The Court (particularly Judge Agee writing separately) added that the defendants' proof of non-S.C. citizenship for some class members wasn't sufficient. Defendants contended in affidavits that some class members changed their residency to other States. Residency, the Court emphasized, isn't the same as citizenship for diversity purposes; the fact that a class member may reside outside S.C. doesn't mean the person is no longer a citizen of S.C.

Judge Agee dissented in part in both cases because he disagreed that the class definitions in the complaints (particularly the damages classes, as opposed to the injunction classes) include only S.C. citizens. Those classes are defined as "[a]ll citizens of South Carolina who borrowed money from Defendant" and "[a]ll citizens of South Carolina who renewed a loan with Defendant" during a period before the complaint. Judge Agee said these backward-looking definitions lack a temporal limitation requiring that class members must've been S.C. citizens at the time the complaints were filed. He thought these class definitions left open potential membership to persons who were S.C. citizens when they transacted with defendants but who weren't S.C. citizens when the complaints were later filed.

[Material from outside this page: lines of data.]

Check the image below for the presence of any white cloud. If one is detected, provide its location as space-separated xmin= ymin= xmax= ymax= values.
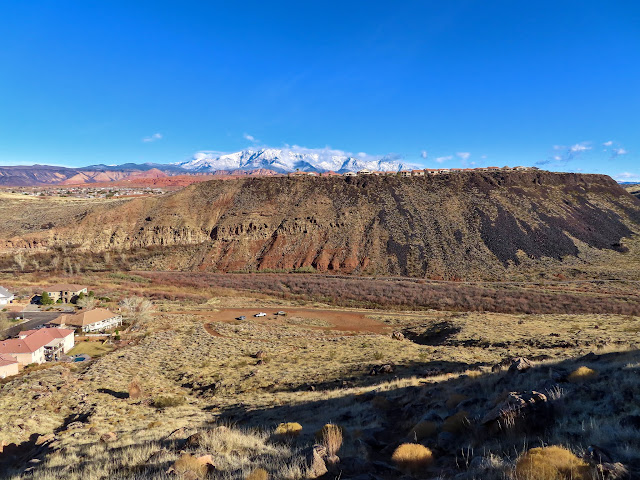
xmin=436 ymin=155 xmax=453 ymax=163
xmin=536 ymin=142 xmax=592 ymax=166
xmin=613 ymin=172 xmax=640 ymax=182
xmin=569 ymin=142 xmax=591 ymax=153
xmin=242 ymin=133 xmax=258 ymax=143
xmin=142 ymin=133 xmax=162 ymax=143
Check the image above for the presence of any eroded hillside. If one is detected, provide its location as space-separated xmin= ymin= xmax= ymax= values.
xmin=2 ymin=172 xmax=640 ymax=278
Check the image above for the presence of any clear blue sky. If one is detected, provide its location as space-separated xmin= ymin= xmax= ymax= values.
xmin=0 ymin=0 xmax=640 ymax=180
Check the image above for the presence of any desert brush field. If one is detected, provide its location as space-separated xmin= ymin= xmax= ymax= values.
xmin=0 ymin=273 xmax=640 ymax=480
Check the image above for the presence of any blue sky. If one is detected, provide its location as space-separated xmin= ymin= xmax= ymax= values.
xmin=0 ymin=0 xmax=640 ymax=180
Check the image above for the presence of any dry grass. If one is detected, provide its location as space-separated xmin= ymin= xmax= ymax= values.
xmin=273 ymin=422 xmax=302 ymax=438
xmin=515 ymin=446 xmax=592 ymax=480
xmin=246 ymin=468 xmax=269 ymax=480
xmin=567 ymin=365 xmax=598 ymax=383
xmin=316 ymin=423 xmax=343 ymax=457
xmin=172 ymin=453 xmax=208 ymax=478
xmin=408 ymin=421 xmax=438 ymax=442
xmin=69 ymin=341 xmax=113 ymax=358
xmin=129 ymin=378 xmax=142 ymax=400
xmin=0 ymin=279 xmax=640 ymax=480
xmin=391 ymin=443 xmax=434 ymax=474
xmin=442 ymin=410 xmax=469 ymax=433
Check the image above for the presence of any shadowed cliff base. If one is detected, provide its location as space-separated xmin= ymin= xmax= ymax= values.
xmin=0 ymin=172 xmax=640 ymax=280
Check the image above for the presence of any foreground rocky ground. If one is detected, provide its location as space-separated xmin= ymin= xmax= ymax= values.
xmin=0 ymin=272 xmax=640 ymax=480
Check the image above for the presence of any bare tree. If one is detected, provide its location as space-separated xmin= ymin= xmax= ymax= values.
xmin=13 ymin=252 xmax=27 ymax=271
xmin=120 ymin=297 xmax=155 ymax=327
xmin=76 ymin=295 xmax=98 ymax=310
xmin=50 ymin=255 xmax=60 ymax=270
xmin=0 ymin=311 xmax=11 ymax=340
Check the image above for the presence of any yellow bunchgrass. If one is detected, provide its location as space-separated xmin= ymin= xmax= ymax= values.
xmin=391 ymin=443 xmax=434 ymax=474
xmin=316 ymin=423 xmax=343 ymax=456
xmin=567 ymin=366 xmax=598 ymax=383
xmin=245 ymin=468 xmax=269 ymax=480
xmin=273 ymin=422 xmax=302 ymax=437
xmin=515 ymin=446 xmax=591 ymax=480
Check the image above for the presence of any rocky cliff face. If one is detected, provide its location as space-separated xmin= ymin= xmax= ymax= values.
xmin=5 ymin=172 xmax=640 ymax=278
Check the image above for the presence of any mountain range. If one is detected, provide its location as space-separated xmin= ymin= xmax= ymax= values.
xmin=175 ymin=148 xmax=413 ymax=173
xmin=0 ymin=147 xmax=413 ymax=187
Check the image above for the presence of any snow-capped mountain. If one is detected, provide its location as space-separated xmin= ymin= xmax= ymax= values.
xmin=175 ymin=147 xmax=411 ymax=173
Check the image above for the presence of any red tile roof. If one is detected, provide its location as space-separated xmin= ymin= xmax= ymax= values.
xmin=0 ymin=353 xmax=18 ymax=367
xmin=0 ymin=328 xmax=73 ymax=354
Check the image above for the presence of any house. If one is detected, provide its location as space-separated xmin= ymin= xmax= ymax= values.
xmin=49 ymin=308 xmax=122 ymax=332
xmin=0 ymin=353 xmax=19 ymax=378
xmin=0 ymin=287 xmax=14 ymax=305
xmin=45 ymin=283 xmax=87 ymax=303
xmin=18 ymin=328 xmax=75 ymax=362
xmin=0 ymin=328 xmax=75 ymax=366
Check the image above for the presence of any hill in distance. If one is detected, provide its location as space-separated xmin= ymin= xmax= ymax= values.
xmin=0 ymin=172 xmax=640 ymax=279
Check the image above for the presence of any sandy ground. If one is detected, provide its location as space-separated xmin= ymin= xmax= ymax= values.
xmin=174 ymin=307 xmax=390 ymax=335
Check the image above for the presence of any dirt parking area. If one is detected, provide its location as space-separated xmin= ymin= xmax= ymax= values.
xmin=191 ymin=307 xmax=390 ymax=335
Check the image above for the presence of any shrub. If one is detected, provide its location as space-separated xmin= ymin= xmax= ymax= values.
xmin=40 ymin=292 xmax=53 ymax=305
xmin=409 ymin=421 xmax=438 ymax=442
xmin=516 ymin=446 xmax=591 ymax=480
xmin=316 ymin=423 xmax=343 ymax=457
xmin=274 ymin=422 xmax=302 ymax=438
xmin=246 ymin=468 xmax=269 ymax=480
xmin=567 ymin=366 xmax=598 ymax=383
xmin=391 ymin=443 xmax=433 ymax=474
xmin=153 ymin=395 xmax=187 ymax=408
xmin=129 ymin=378 xmax=142 ymax=400
xmin=172 ymin=453 xmax=208 ymax=478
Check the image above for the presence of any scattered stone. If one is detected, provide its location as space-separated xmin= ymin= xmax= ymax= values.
xmin=369 ymin=363 xmax=395 ymax=376
xmin=508 ymin=357 xmax=533 ymax=374
xmin=324 ymin=455 xmax=341 ymax=474
xmin=67 ymin=422 xmax=84 ymax=430
xmin=302 ymin=445 xmax=328 ymax=478
xmin=36 ymin=433 xmax=56 ymax=446
xmin=167 ymin=453 xmax=216 ymax=480
xmin=481 ymin=391 xmax=549 ymax=428
xmin=100 ymin=432 xmax=118 ymax=443
xmin=391 ymin=331 xmax=404 ymax=340
xmin=185 ymin=433 xmax=204 ymax=448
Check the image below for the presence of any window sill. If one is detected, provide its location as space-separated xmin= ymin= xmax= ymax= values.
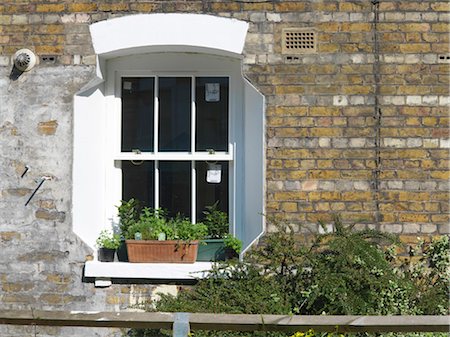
xmin=84 ymin=261 xmax=213 ymax=286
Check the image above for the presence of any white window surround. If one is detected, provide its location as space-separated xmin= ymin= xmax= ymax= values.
xmin=72 ymin=14 xmax=265 ymax=278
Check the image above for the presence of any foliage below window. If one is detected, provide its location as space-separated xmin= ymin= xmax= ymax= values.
xmin=128 ymin=219 xmax=450 ymax=337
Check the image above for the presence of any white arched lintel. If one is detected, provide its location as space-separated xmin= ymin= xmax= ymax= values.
xmin=90 ymin=14 xmax=248 ymax=58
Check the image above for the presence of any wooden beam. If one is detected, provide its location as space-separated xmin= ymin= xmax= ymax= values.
xmin=0 ymin=310 xmax=450 ymax=332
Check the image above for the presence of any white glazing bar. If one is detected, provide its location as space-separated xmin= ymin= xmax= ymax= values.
xmin=153 ymin=76 xmax=159 ymax=153
xmin=191 ymin=161 xmax=197 ymax=223
xmin=191 ymin=76 xmax=197 ymax=223
xmin=155 ymin=160 xmax=159 ymax=209
xmin=191 ymin=76 xmax=196 ymax=153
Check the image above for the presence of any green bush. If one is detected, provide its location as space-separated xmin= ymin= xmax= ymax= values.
xmin=128 ymin=218 xmax=450 ymax=337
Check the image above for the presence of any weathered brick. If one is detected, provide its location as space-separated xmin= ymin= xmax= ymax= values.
xmin=38 ymin=120 xmax=58 ymax=136
xmin=36 ymin=4 xmax=65 ymax=13
xmin=67 ymin=2 xmax=97 ymax=13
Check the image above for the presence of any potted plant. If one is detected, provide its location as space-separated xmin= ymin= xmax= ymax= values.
xmin=96 ymin=229 xmax=120 ymax=262
xmin=117 ymin=198 xmax=142 ymax=262
xmin=124 ymin=203 xmax=207 ymax=263
xmin=197 ymin=202 xmax=242 ymax=261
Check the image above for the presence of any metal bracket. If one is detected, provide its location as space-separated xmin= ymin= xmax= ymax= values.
xmin=25 ymin=176 xmax=51 ymax=206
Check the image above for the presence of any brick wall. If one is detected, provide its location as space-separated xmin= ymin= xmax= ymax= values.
xmin=0 ymin=0 xmax=450 ymax=336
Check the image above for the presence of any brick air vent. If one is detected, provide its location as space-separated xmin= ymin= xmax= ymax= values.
xmin=438 ymin=54 xmax=450 ymax=63
xmin=281 ymin=28 xmax=317 ymax=54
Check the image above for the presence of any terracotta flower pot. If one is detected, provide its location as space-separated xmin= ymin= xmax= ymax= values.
xmin=125 ymin=240 xmax=198 ymax=263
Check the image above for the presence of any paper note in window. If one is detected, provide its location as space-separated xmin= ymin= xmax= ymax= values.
xmin=123 ymin=81 xmax=133 ymax=90
xmin=205 ymin=83 xmax=220 ymax=102
xmin=206 ymin=164 xmax=222 ymax=184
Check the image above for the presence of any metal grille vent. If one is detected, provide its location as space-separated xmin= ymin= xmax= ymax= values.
xmin=14 ymin=49 xmax=36 ymax=71
xmin=282 ymin=28 xmax=317 ymax=54
xmin=438 ymin=54 xmax=450 ymax=63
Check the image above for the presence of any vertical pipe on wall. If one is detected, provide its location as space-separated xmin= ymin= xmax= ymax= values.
xmin=372 ymin=0 xmax=382 ymax=227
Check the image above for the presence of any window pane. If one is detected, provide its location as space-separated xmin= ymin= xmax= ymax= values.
xmin=122 ymin=161 xmax=155 ymax=207
xmin=159 ymin=161 xmax=191 ymax=218
xmin=122 ymin=77 xmax=155 ymax=152
xmin=195 ymin=162 xmax=228 ymax=222
xmin=159 ymin=77 xmax=191 ymax=151
xmin=195 ymin=77 xmax=228 ymax=151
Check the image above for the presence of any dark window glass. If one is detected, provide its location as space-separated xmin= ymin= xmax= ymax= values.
xmin=159 ymin=77 xmax=191 ymax=151
xmin=122 ymin=77 xmax=155 ymax=152
xmin=159 ymin=161 xmax=191 ymax=218
xmin=122 ymin=161 xmax=155 ymax=207
xmin=195 ymin=162 xmax=228 ymax=222
xmin=195 ymin=77 xmax=228 ymax=151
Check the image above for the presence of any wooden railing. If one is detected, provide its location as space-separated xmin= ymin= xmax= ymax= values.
xmin=0 ymin=310 xmax=450 ymax=337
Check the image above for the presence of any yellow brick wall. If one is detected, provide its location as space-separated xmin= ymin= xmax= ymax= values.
xmin=0 ymin=0 xmax=450 ymax=234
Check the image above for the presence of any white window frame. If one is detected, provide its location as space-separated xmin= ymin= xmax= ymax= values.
xmin=71 ymin=13 xmax=265 ymax=283
xmin=110 ymin=71 xmax=236 ymax=224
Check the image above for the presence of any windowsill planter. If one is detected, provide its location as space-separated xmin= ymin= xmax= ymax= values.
xmin=125 ymin=240 xmax=198 ymax=263
xmin=197 ymin=239 xmax=239 ymax=262
xmin=197 ymin=239 xmax=226 ymax=262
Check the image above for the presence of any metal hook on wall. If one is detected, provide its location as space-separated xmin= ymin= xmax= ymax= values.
xmin=25 ymin=176 xmax=51 ymax=206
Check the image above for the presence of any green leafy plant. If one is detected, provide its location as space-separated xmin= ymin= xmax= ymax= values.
xmin=128 ymin=218 xmax=450 ymax=337
xmin=119 ymin=199 xmax=208 ymax=241
xmin=224 ymin=234 xmax=242 ymax=254
xmin=202 ymin=202 xmax=229 ymax=239
xmin=117 ymin=198 xmax=141 ymax=237
xmin=95 ymin=229 xmax=120 ymax=249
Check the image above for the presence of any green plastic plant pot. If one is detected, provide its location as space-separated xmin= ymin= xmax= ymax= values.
xmin=197 ymin=239 xmax=226 ymax=262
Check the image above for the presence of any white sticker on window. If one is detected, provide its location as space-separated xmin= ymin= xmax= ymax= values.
xmin=205 ymin=83 xmax=220 ymax=102
xmin=206 ymin=164 xmax=222 ymax=184
xmin=123 ymin=81 xmax=133 ymax=90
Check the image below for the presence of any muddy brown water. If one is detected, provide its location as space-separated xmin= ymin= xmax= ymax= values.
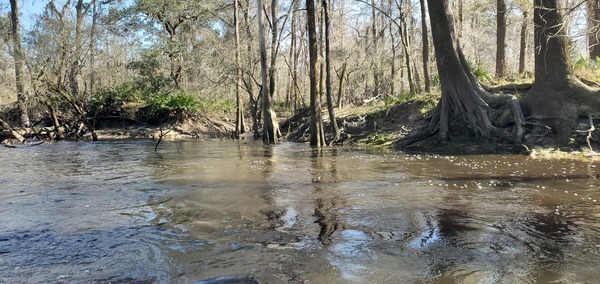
xmin=0 ymin=141 xmax=600 ymax=283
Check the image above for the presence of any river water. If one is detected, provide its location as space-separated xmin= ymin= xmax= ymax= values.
xmin=0 ymin=140 xmax=600 ymax=283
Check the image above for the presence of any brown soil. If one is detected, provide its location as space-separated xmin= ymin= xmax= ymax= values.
xmin=93 ymin=117 xmax=235 ymax=140
xmin=280 ymin=100 xmax=427 ymax=146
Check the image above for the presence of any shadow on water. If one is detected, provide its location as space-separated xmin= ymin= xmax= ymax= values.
xmin=0 ymin=141 xmax=600 ymax=283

One wonders if plaintiffs deliberately crafted their definitions in this way so they could try to have it both ways: if the cases were removed to federal court under CAFA (as they were), plaintiffs could argue (as they did) that the classes are limited to S.C. citizens at the time the complaints were filed; but if the cases hadn't been removed, one wonders if plaintiffs would've contended in state court that their damages classes include former S.C. citizens.